I hope everybody liked the quiz last week.
One of the questions involved reducing your real estate exposure by buying a house with a big mortgage. I wrote it intending that the right answer be that the size of the mortgage had nothing to do with your exposure to real estate, but as I entered it into the quiz template I realized that there was another argument to be made. And sure enough, somebody suggested in the comments that mortgaging a house up to its full value does reduce your exposure because you have the option of walking away from an underwater house, i.e. one that becomes worth less than the balance on the mortgage.
The idea that you can just send the keys to an upside down house to the mortgage holder (“jingle mail” or more properly “ruthless default”) and be done with it seems to have gained some popularity of late. Apparently, some people are beginning to believe that this is something special about houses. New cars that were bought on credit are usually worth less than what is owed on them at the start. Does anybody think they can reconsider the purchase after a few months and just hand it back to the dealer, no questions asked? Are houses different? Can you just mail in the keys?
This is one of those unsatisfying questions where the answer is kinda yes and kinda no.
The argument in favor of no is that there is only rarely a contractual right to hand over the property to the mortgage holder and walk away unscathed. Houses don’t borrow money, people do. When you sign a mortgage, you owe the money and the fact that the security for the loan, your house, may have sunk in value does not mean that you owe any less.
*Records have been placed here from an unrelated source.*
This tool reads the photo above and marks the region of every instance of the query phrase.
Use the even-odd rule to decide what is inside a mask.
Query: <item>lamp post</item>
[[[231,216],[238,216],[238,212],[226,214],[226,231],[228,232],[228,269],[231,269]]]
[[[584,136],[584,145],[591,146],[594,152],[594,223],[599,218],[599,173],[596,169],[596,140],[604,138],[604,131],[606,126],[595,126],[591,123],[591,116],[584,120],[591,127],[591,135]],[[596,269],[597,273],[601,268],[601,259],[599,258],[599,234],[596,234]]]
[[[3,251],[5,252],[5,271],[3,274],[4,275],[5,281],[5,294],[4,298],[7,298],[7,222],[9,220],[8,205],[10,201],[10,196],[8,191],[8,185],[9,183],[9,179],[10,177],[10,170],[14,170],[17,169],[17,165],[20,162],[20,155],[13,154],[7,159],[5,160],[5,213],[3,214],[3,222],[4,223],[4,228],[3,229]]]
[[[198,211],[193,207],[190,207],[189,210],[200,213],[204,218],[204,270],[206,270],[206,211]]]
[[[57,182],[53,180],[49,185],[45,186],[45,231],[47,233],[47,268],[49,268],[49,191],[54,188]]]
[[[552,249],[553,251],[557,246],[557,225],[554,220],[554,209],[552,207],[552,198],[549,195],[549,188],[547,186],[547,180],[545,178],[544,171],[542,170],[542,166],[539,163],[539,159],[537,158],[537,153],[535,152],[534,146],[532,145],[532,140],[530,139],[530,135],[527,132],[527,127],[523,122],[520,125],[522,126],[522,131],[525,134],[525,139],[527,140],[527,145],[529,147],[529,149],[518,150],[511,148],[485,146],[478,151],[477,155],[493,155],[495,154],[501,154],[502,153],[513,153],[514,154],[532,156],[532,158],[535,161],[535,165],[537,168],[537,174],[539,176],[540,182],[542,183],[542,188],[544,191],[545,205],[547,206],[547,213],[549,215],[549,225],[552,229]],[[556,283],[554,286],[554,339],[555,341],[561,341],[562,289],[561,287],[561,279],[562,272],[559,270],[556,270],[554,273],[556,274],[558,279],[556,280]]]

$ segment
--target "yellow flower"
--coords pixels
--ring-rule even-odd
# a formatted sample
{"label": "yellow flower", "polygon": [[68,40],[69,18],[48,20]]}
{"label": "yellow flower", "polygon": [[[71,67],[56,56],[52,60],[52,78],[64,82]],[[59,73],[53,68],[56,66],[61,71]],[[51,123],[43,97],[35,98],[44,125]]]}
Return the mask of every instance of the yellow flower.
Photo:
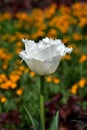
{"label": "yellow flower", "polygon": [[83,88],[84,86],[85,86],[85,84],[86,84],[86,79],[81,79],[79,82],[78,82],[78,84],[79,84],[79,86],[80,86],[80,88]]}
{"label": "yellow flower", "polygon": [[16,90],[16,94],[17,94],[17,95],[20,96],[20,95],[22,95],[22,93],[23,93],[23,89],[18,89],[18,90]]}
{"label": "yellow flower", "polygon": [[78,84],[76,83],[71,87],[70,92],[73,93],[73,94],[76,94],[77,89],[78,89]]}
{"label": "yellow flower", "polygon": [[60,83],[60,79],[58,79],[58,78],[54,78],[54,79],[53,79],[53,83],[55,83],[55,84],[59,84],[59,83]]}
{"label": "yellow flower", "polygon": [[52,81],[52,77],[51,77],[51,76],[48,76],[48,77],[46,78],[46,81],[47,81],[47,82],[51,82],[51,81]]}
{"label": "yellow flower", "polygon": [[50,31],[47,34],[48,37],[56,38],[57,31],[55,29],[50,29]]}

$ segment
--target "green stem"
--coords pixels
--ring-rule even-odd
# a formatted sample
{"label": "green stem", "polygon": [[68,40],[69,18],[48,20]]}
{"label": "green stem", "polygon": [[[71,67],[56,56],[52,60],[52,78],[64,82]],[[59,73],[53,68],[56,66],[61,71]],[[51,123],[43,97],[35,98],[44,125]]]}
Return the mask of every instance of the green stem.
{"label": "green stem", "polygon": [[40,118],[42,130],[45,130],[45,116],[44,116],[44,76],[40,77]]}

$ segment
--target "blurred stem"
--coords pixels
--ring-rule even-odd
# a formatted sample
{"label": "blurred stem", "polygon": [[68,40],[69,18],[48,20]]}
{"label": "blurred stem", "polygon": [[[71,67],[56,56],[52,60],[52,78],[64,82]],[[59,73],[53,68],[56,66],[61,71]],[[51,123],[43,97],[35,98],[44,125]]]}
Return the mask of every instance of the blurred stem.
{"label": "blurred stem", "polygon": [[45,116],[44,116],[44,76],[40,77],[40,119],[42,130],[45,130]]}

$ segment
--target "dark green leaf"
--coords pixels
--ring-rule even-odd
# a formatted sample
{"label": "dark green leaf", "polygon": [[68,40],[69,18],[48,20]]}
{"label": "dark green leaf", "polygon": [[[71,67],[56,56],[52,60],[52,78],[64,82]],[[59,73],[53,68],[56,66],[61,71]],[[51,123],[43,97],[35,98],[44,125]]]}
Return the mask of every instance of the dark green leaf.
{"label": "dark green leaf", "polygon": [[56,115],[54,116],[52,120],[49,130],[58,130],[58,117],[59,117],[59,112],[57,111]]}
{"label": "dark green leaf", "polygon": [[29,119],[31,120],[34,130],[39,130],[39,122],[30,115],[29,111],[27,110],[27,108],[25,106],[24,106],[24,109],[25,109]]}

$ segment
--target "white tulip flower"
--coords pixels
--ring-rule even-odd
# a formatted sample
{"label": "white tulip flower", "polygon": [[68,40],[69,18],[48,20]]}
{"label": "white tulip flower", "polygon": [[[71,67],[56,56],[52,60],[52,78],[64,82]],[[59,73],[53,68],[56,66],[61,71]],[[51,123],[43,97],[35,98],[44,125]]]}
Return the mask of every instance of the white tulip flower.
{"label": "white tulip flower", "polygon": [[46,37],[39,43],[27,39],[22,39],[22,42],[25,44],[25,50],[21,51],[19,56],[39,75],[54,73],[62,56],[72,52],[72,48],[67,48],[60,39]]}

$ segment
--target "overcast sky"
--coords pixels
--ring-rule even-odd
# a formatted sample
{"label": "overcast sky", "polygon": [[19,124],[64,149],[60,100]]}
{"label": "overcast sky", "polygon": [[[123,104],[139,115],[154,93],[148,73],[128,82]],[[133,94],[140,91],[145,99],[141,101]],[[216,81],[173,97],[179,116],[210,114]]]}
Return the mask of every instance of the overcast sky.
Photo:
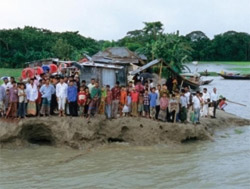
{"label": "overcast sky", "polygon": [[0,29],[35,26],[117,40],[153,21],[183,35],[250,33],[250,0],[0,0]]}

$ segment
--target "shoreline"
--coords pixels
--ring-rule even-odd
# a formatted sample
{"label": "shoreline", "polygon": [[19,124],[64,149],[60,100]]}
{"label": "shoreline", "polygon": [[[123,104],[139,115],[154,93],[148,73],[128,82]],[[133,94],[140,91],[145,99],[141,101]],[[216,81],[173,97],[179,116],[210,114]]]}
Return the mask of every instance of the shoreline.
{"label": "shoreline", "polygon": [[80,117],[27,118],[16,122],[0,120],[0,149],[31,144],[90,149],[113,142],[149,146],[214,140],[216,129],[250,125],[249,119],[218,111],[217,118],[201,118],[201,124],[166,123],[141,117],[107,120],[96,116],[87,123]]}

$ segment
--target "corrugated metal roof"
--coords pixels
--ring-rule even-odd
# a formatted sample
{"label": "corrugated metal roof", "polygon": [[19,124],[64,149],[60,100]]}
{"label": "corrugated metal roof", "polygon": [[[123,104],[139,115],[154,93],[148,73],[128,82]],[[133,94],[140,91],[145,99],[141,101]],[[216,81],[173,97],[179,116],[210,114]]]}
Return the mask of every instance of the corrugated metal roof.
{"label": "corrugated metal roof", "polygon": [[126,47],[110,47],[92,57],[95,62],[112,64],[139,63],[140,57]]}
{"label": "corrugated metal roof", "polygon": [[143,70],[146,70],[147,68],[149,68],[149,67],[151,67],[151,66],[153,66],[153,65],[155,65],[155,64],[158,64],[160,61],[161,61],[161,59],[155,59],[155,60],[153,60],[153,61],[151,61],[151,62],[145,64],[144,66],[139,67],[139,68],[136,69],[136,70],[130,71],[129,74],[130,74],[130,75],[135,75],[135,74],[137,74],[137,73],[139,73],[139,72],[141,72],[141,71],[143,71]]}
{"label": "corrugated metal roof", "polygon": [[111,65],[111,64],[100,64],[94,62],[84,62],[80,64],[81,66],[90,66],[90,67],[102,67],[108,69],[122,69],[123,66]]}

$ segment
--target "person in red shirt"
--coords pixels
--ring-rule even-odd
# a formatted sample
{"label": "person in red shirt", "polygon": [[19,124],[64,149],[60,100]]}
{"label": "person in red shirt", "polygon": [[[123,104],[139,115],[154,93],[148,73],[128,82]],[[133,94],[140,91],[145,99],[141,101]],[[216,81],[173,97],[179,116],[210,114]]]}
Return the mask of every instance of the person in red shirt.
{"label": "person in red shirt", "polygon": [[41,103],[42,103],[42,93],[40,92],[40,88],[41,88],[41,86],[38,85],[37,86],[38,95],[37,95],[37,99],[36,99],[36,115],[37,116],[40,116]]}
{"label": "person in red shirt", "polygon": [[137,106],[138,106],[138,100],[139,100],[139,93],[133,88],[131,94],[131,101],[132,101],[132,111],[131,115],[137,117],[138,112],[137,112]]}
{"label": "person in red shirt", "polygon": [[135,90],[138,93],[144,93],[144,86],[142,85],[141,81],[138,81],[135,85]]}
{"label": "person in red shirt", "polygon": [[107,119],[111,119],[111,104],[112,104],[112,91],[110,90],[110,86],[106,86],[107,96],[105,99],[105,114]]}
{"label": "person in red shirt", "polygon": [[86,98],[86,93],[84,91],[84,87],[80,87],[80,91],[77,95],[77,103],[79,106],[80,116],[84,115],[84,107],[86,104],[86,100],[87,98]]}
{"label": "person in red shirt", "polygon": [[117,118],[119,108],[119,101],[121,98],[120,82],[117,81],[115,87],[112,89],[112,118]]}
{"label": "person in red shirt", "polygon": [[127,101],[127,90],[125,87],[122,87],[121,89],[121,97],[120,97],[120,116],[122,116],[122,109],[125,106]]}

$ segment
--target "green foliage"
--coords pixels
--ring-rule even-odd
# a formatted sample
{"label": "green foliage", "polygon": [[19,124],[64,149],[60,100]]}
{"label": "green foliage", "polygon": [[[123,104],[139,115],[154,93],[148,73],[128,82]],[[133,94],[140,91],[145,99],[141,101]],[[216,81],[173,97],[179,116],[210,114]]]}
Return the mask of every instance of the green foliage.
{"label": "green foliage", "polygon": [[58,57],[79,60],[83,53],[93,55],[100,44],[78,32],[51,32],[24,27],[0,30],[0,67],[20,68],[25,62]]}
{"label": "green foliage", "polygon": [[108,47],[125,46],[148,61],[163,58],[177,71],[187,61],[250,61],[250,35],[228,31],[209,39],[202,31],[186,36],[164,33],[163,24],[144,22],[142,29],[128,31],[117,41],[96,41],[76,32],[52,32],[26,26],[0,30],[0,67],[21,68],[25,62],[60,58],[79,60]]}

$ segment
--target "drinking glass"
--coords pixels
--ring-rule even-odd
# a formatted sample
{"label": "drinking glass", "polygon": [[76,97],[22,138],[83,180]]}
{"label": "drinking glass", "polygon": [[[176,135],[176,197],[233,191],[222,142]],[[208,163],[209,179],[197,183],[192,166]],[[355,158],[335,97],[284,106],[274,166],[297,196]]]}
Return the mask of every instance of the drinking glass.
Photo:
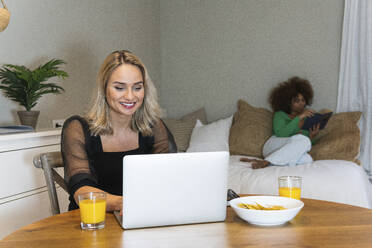
{"label": "drinking glass", "polygon": [[301,199],[301,184],[302,178],[297,176],[281,176],[278,178],[279,195]]}
{"label": "drinking glass", "polygon": [[105,227],[106,193],[88,192],[78,195],[81,229],[96,230]]}

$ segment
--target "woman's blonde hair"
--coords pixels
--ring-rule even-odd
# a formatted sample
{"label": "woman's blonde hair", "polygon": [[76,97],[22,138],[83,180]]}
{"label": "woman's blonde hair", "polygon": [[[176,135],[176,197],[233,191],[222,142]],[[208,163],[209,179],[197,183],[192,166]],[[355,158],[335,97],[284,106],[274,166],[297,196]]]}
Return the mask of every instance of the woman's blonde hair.
{"label": "woman's blonde hair", "polygon": [[138,67],[142,73],[145,96],[140,108],[133,114],[130,128],[139,131],[144,136],[152,135],[152,125],[160,118],[161,109],[158,104],[157,92],[148,76],[146,67],[133,53],[121,50],[109,54],[104,60],[97,77],[97,89],[92,107],[86,114],[90,131],[93,135],[113,134],[110,119],[110,106],[106,101],[106,88],[113,71],[123,64]]}

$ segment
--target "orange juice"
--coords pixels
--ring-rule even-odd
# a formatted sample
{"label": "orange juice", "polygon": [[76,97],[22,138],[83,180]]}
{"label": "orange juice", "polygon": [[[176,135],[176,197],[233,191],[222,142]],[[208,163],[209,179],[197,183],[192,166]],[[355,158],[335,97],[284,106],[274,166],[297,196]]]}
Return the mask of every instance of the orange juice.
{"label": "orange juice", "polygon": [[301,199],[301,188],[280,187],[279,195],[300,200]]}
{"label": "orange juice", "polygon": [[79,202],[81,221],[85,224],[97,224],[105,220],[106,200],[85,199]]}

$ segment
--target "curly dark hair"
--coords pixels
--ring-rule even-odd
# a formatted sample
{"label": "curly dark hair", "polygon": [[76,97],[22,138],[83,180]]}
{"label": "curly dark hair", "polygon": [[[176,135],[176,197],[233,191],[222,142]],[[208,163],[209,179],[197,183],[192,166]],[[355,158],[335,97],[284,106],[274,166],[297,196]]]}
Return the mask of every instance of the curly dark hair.
{"label": "curly dark hair", "polygon": [[310,82],[299,77],[292,77],[285,82],[279,83],[270,92],[269,102],[274,112],[284,111],[291,113],[292,99],[301,94],[306,101],[306,105],[311,105],[314,91]]}

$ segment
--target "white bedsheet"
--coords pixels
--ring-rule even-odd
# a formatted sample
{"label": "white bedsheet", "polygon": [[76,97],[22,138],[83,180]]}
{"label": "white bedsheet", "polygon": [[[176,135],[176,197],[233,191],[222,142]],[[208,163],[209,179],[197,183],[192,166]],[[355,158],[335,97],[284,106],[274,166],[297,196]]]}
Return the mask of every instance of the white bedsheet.
{"label": "white bedsheet", "polygon": [[344,160],[319,160],[294,167],[270,166],[253,170],[230,156],[229,188],[239,194],[278,195],[279,176],[301,176],[304,198],[372,208],[372,186],[365,171]]}

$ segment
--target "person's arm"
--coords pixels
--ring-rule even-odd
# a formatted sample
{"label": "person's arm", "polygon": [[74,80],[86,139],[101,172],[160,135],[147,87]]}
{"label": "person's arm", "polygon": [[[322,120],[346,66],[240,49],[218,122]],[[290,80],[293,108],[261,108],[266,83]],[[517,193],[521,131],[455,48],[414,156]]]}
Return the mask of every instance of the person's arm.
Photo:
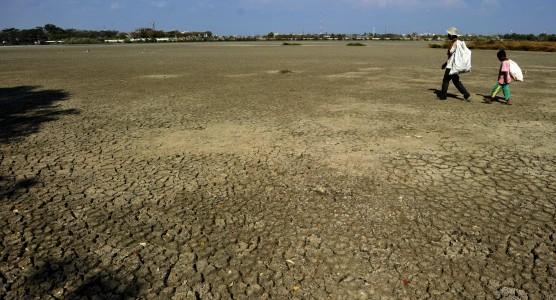
{"label": "person's arm", "polygon": [[502,69],[500,70],[502,76],[504,76],[504,84],[510,83],[510,63],[504,61],[502,63]]}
It is true that in 19 states, notably including California, mortgages are by law non-recourse, meaning that if a lender forecloses on a property they cannot come after the debtor for more money even if what they get for the property doesn’t cover the balance on the loan. However, in many of those states, again including California, the lender need not foreclose. They can just sue you for the money if they think you are good for it.
On the other hand, the argument in favor of homeowners being able to walk away from an underwater house is supported by a some practical realities. Even in the best of times lenders rarely went after homeowners for the difference between what was owed and what was recouped in foreclosure, for the obvious reason that those homeowners were usually broke. That’s how they wound up in foreclosure.
And now is not the best of times. With so many homeowners in trouble, mortgage servicers are even less likely to pick out the few who have other assets that could be tapped to make up a deficiency. Short sales, a sort of pseudo-foreclosure in which the lender agrees to settle for the proceeds from the homeowner’s sale of the property, once an exotic maneuver, are now commonplace.
Which is not to say that the ability to walk away from an upside down mortgage can be taken for granted or considered anything like a normal business practice. For one thing, a short sale is a blot on your credit rating, not to mention a complicated ordeal of negotiation you are unlikely to enjoy. And things change. It could be that in a few years, when you want to walk away, you will find that you are dealing with a clever bank that isn’t so open-minded.
Walking away from an underwater house is possible, but it is a desperate act for desperate times, not a fallback option you have if things go against you.